My daughter was very excited and we managed to get pix of her playing in the snow.
I have a blanket in the car for her, and now the scraper/brush is tucked next to the front seat.
I left the house without my hat, but was happy to have my scarf and gloves. This is my first year starting the wintery weather with gloves from the previous year. I managed to keep a pair together for an entire year! There's nothing worse than losing a single glove, because there is now one glove in the possession of a person who cannot use it and another glove in the possession of someone who also cannot use it. And for some reason I have had difficulty throwing away single gloves in the past.
My wife doesn't let me keep them now, and when I met her there was a box of "Winter Things" that included more than one single glove missing a mate. I did not move those single gloves into our apartment when we married.
Am I holding on to them thinking their mate will magically appear? Is it possible to find it? Can I backtrack and locate a missing glove? (I never have.)

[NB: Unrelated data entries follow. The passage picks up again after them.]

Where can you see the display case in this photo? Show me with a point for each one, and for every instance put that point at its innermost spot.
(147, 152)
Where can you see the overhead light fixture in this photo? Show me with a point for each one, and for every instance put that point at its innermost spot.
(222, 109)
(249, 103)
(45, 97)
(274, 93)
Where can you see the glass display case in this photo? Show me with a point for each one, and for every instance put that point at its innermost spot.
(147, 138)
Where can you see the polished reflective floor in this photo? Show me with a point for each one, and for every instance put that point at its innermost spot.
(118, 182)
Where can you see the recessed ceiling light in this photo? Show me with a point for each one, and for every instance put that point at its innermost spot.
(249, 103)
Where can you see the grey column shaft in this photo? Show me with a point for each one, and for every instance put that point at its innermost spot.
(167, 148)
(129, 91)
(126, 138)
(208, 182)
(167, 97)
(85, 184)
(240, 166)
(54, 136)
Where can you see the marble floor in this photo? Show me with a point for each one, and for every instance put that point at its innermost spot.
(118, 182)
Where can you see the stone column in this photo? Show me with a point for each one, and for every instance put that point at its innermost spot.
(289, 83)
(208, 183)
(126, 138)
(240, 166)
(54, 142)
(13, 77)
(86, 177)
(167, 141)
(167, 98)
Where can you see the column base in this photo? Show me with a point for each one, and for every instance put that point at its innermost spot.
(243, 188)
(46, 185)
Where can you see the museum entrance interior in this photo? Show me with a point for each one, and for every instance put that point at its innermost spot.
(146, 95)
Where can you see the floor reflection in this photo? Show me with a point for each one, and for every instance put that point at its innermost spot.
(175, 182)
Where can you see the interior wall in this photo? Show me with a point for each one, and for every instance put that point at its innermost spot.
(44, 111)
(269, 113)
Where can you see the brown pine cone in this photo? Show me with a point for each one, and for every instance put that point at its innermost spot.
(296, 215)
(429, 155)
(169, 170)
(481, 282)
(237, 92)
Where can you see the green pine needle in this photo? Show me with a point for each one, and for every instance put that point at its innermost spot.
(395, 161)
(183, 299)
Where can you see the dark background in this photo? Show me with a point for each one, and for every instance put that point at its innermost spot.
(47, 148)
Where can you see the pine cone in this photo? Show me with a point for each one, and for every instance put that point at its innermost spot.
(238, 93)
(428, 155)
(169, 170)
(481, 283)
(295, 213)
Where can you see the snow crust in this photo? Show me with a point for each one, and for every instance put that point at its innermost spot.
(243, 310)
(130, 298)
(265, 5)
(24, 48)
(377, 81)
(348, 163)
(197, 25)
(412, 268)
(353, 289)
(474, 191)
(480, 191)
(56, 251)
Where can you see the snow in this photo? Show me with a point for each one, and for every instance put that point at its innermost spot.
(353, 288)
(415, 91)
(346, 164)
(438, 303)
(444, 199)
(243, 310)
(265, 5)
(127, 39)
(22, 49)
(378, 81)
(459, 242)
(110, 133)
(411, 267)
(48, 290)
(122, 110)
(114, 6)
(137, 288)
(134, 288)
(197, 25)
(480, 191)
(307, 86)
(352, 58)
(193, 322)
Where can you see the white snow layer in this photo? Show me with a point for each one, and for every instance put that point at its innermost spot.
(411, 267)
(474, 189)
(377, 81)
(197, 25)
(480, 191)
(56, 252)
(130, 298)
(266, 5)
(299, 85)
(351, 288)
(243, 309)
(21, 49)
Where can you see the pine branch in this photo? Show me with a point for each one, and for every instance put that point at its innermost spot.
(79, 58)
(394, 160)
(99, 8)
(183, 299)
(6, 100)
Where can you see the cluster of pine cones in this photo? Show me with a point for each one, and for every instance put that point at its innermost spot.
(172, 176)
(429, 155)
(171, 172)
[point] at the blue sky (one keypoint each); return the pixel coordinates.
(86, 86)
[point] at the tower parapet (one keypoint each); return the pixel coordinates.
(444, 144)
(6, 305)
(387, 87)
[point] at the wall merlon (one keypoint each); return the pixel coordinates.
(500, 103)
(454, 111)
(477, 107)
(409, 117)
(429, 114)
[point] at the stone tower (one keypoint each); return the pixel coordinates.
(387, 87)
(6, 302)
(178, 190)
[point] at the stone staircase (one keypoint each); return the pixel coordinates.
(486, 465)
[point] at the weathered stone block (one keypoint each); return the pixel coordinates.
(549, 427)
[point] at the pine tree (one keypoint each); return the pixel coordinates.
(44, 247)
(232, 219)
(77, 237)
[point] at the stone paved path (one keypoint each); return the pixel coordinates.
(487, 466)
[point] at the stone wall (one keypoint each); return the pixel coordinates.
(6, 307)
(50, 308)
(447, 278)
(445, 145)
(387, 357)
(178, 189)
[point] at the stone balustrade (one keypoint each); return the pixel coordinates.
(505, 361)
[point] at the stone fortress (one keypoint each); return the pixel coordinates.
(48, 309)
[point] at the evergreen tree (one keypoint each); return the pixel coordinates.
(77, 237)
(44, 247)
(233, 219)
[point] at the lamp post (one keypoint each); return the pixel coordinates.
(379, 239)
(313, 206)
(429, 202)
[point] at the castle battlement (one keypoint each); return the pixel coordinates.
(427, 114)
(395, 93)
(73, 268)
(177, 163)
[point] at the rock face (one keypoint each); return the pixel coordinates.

Jennifer Gooch, a graduate student at Carnegie Mellon University in Pittsburgh, seems to have asked herself similar questions about missing gloves. Unlike me, however, she has taken action by creating a website that displays the gloves she finds, in hopes of reuniting them with their owner.
Impressive.
If I have one person find their glove, then the entire thing is totally worth it," she said.
Under the title men's black leather glove, Strip District, On November 20, 2007, "shaun" found a glove posted on the site that looks very much like a glove I lost in 2003! I know it is unlikely that it is my glove, since I have not been in Pittsburgh since the mid-1970s and I'm quite certain I left mine in Manhattan, in the back of a taxi, on a warm Winter night.
I miss those gloves. They were very warm, and lined, and soft on the outside. I never did find a similar replacement pair. I've been using lined leather gloves ever since. I generally choose cashmere lining, so they are comfy, but I think I want to switch back to the suede outers, because the leather gloves are very uncomfortable if I touch my face.
Two women are alleged to be starting a New York City version of the site some day soon. I'll bet that will become a rather overwhelming project rather quickly! I see upwards of three stray gloves per day during my ten-mile, one-hour commute. I would not know how to extrapolate the numbers, but I'll bet there's at least a hundred thousand lost gloves in New York City each day.
Visit the site that started it all: http://www.onecoldhand.com/
Read an article from Associated Press: Web site seeks to reunite gloves, owners
In February, 2002, I lost a beautiful black silk scarf. I left it in the back of a black sedan on my way home for an after-party following a show at Carnegie Hall. I was wearing a tuxedo, and the black scarf was a wonderful accessory that night. I liked that scarf, it was at my mother's funeral, and lived with me in London. It may have visited Morocco with me, too. So . . . if anyone starts onecoldneck.com, please find my scarf!